Por fim, o projeto desconsidera e não atende os princípios de controle social, participação, equidade, emancipação e outras formas de gestão. Como eu mencionei, existem outras possibilidades, e nós temos que rever isso.
O SR. PRESIDENTE (Nilto Tatto. PT - SP) - Obrigado, Maurício.
Eu recebi algumas questões, pelo canal e-Democracia, que eu vou ler. Depois, nós vamos inverter a ordem, e concederei 2 minutos para que os senhores façam as considerações finais — evidentemente, dependendo da pergunta, pode-se chegar aos 3 minutos — para nós não estourarmos muito o tempo da audiência.
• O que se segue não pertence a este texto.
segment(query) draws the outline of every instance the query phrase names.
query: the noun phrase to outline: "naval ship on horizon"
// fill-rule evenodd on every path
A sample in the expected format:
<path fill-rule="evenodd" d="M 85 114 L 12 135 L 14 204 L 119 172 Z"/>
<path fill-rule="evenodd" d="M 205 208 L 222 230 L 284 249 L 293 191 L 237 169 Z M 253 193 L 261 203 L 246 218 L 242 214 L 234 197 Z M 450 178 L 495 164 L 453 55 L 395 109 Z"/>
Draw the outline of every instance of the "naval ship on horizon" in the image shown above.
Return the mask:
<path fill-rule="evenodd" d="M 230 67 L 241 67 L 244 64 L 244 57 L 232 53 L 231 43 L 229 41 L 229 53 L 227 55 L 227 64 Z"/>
O Marcus Aguiar fez algumas perguntas aqui: "Rafaela, não seria razoável o Estado recategorizar as áreas por ti citadas para monumento natural ou unidade de uso sustentável?" Para a Ana Beatriz: "O Instituto Semeia é um dos promotores da concessão do PETAR?" Aí ele faz uma pergunta geral: "Parte relevante das unidades de conservação está constituída em áreas privadas ou tradicionais. No Rio de Janeiro, cerca de 90% das unidades de conservação de proteção integral estaduais estão em áreas não regularizadas, em sua maioria privadas. Por que não incluir os atores locais por meio da conservação voluntária e pagamento por serviços ambientais?"
O Fábio Luis Sanches pergunta para o Bocuhy : "O papel do Governo Estadual é entrar no mercado de carbono apenas como doador de áreas? Só as empresas ganham? O que o Estado pode ganhar preservando o seu ativo ambiental?" O Fábio ainda faz uma pergunta geral: "Senhores, o que pode ser feito para a preservação do patrimônio paulista, já que as concessões são políticas de governo, mas afetarão as próximas gerações?" Deve ser "as próximas gerações". Está escrito "oito gestões estaduais", mas imagino que seja "as próximas gerações".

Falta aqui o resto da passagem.